Le Met Office, l’organisme britannique de prévisions météorologiques, a annoncé le 21 août 2026 qu’un phénomène El Niño d’une intensité inédite est en cours. Les températures des eaux du Pacifique dépassent de 3°C les moyennes habituelles, un écart bien supérieur au seuil de 0,5°C qui définit officiellement un épisode El Niño. Selon Adam Scaife, responsable des prévisions à long terme au Met Office, cet événement est « sans précédent » et « le plus intense depuis le XIXe siècle ». Les prévisions américaines confirment cette alerte. El Niño est un phénomène climatique naturel se produisant tous les 2 à 7 ans, caractérisé par un réchauffement anormal des eaux de surface dans l’océan Pacifique tropical, influençant les conditions météorologiques mondiales.
Les conséquences de ce El Niño exceptionnel seront particulièrement marquées dans les régions tropicales. Les scientifiques prévoient des sécheresses sévères en Amérique du Sud et dans l’ouest du Pacifique, mettant en péril les récoltes et les ressources en eau. En Grande-Bretagne, le mois de novembre 2026 devrait être exceptionnellement pluvieux et tempétueux, selon les prévisions du Met Office. Ces perturbations s’ajoutent aux effets du réchauffement climatique d’origine humaine. L’organisation souligne que, bien que le changement climatique n’augmente pas la fréquence des épisodes El Niño, il en intensifie les impacts. Les experts rappellent qu’un El Niño avec un écart de 2°C est déjà considéré comme « vraiment important », mais celui-ci dépasse largement ce seuil.
L’année 2027 pourrait devenir la plus chaude jamais enregistrée, selon les prévisions. Le phénomène El Niño devrait amplifier le réchauffement climatique actuel, entraînant une hausse moyenne des températures de 1,7°C par rapport à l’ère préindustrielle. Cet écart dépasse l’objectif de l’accord de Paris, qui vise à limiter le réchauffement à +1,5°C. Les scientifiques du Met Office et de la BBC insistent sur le caractère exceptionnel de cette situation, soulignant que les modèles climatiques actuels peinent à anticiper l’ampleur de ces événements. Les données disponibles confirment que les épisodes El Niño intenses deviennent plus probables dans un contexte de réchauffement global.

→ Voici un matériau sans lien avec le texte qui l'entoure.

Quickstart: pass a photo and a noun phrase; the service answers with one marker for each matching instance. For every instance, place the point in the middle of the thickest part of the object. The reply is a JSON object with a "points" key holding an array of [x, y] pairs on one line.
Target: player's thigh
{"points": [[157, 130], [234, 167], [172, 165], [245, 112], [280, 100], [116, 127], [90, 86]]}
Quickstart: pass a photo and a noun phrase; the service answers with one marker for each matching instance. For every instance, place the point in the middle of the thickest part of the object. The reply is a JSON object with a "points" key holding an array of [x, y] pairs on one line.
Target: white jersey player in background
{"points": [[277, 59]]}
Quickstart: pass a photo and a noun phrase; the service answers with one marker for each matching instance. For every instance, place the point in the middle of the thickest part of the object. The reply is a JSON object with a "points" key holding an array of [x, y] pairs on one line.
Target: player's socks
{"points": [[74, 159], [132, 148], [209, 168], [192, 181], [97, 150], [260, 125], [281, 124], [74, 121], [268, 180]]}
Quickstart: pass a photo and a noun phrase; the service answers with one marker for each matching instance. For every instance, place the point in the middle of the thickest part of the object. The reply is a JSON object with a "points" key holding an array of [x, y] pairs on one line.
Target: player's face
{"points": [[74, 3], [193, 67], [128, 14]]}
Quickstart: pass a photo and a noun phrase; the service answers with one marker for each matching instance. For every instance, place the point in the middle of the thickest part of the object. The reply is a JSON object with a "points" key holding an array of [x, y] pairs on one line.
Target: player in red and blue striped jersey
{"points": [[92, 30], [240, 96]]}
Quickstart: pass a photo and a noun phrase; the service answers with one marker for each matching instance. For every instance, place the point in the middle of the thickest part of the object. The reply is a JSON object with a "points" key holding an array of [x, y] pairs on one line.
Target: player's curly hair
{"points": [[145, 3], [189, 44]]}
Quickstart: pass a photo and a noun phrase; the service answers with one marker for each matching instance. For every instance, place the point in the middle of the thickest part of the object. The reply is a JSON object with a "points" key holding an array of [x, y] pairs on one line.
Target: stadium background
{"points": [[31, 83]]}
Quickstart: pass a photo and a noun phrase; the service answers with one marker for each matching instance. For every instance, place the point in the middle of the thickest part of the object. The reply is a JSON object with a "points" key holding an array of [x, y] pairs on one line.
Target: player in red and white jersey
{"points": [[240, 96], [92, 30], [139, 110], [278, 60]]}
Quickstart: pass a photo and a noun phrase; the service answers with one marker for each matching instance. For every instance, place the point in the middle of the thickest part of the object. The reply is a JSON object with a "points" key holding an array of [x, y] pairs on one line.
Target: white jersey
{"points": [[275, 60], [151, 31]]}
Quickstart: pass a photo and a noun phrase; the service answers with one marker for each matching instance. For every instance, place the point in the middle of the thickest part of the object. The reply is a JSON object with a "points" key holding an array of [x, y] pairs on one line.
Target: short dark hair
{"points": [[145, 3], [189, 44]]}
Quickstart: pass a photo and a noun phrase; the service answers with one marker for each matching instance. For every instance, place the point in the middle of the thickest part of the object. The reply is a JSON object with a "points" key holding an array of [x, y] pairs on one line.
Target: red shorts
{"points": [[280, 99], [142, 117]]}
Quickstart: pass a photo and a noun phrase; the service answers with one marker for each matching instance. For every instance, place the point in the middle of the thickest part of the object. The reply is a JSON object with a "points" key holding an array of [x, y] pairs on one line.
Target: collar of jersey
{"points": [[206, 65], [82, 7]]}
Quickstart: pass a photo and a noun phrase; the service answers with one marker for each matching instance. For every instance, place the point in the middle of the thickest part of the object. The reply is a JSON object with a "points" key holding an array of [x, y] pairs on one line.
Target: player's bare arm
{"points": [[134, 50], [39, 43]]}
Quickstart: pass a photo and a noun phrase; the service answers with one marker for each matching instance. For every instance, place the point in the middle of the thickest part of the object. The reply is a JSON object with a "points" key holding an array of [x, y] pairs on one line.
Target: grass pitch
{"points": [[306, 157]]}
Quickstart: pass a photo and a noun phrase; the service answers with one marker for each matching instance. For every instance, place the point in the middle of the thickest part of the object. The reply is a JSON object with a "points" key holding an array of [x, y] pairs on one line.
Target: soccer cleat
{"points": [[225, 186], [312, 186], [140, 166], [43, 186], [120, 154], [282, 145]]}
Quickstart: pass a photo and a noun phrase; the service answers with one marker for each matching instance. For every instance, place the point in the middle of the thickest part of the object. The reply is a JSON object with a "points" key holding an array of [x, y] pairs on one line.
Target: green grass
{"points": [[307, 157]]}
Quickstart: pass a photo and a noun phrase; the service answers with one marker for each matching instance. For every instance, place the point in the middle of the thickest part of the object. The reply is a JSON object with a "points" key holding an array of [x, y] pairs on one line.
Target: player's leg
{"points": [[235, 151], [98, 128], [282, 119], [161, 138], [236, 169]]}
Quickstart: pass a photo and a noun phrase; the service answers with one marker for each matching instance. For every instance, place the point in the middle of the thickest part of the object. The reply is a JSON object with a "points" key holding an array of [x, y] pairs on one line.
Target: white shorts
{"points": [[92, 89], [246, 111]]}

Le Met Office, organisme public britannique chargé des prévisions météorologiques, joue un rôle central dans l’alerte climatique. Ses experts, comme Adam Scaife, ont souligné l’urgence de la situation en qualifiant le phénomène de « sans précédent ». Leurs prévisions s’appuient sur des données océaniques et atmosphériques, confirmant une hausse de 3°C des températures du Pacifique. Le Met Office collabore avec d’autres institutions internationales, comme la BBC et des agences américaines, pour évaluer l’ampleur de El Niño. Leurs alertes visent à informer les gouvernements et les populations des risques climatiques à venir, notamment les sécheresses et les intempéries.
Cet épisode *El Niño* met en lumière les défis posés par le changement climatique. Bien que les épisodes *El Niño* soient des phénomènes naturels, leur intensification actuelle est liée au réchauffement global, causé par les émissions de gaz à effet de serre d’origine humaine. Les scientifiques rappellent que les conséquences de *El Niño* – sécheresses, inondations, perturbations agricoles – s’ajoutent aux effets déjà visibles du changement climatique. L’accord de Paris, signé en 2015, avait pour objectif de limiter le réchauffement à +1,5°C, mais les prévisions actuelles indiquent un dépassement probable de cet objectif. Les gouvernements et les organisations internationales sont appelés à renforcer leurs mesures d’adaptation et de réduction des émissions.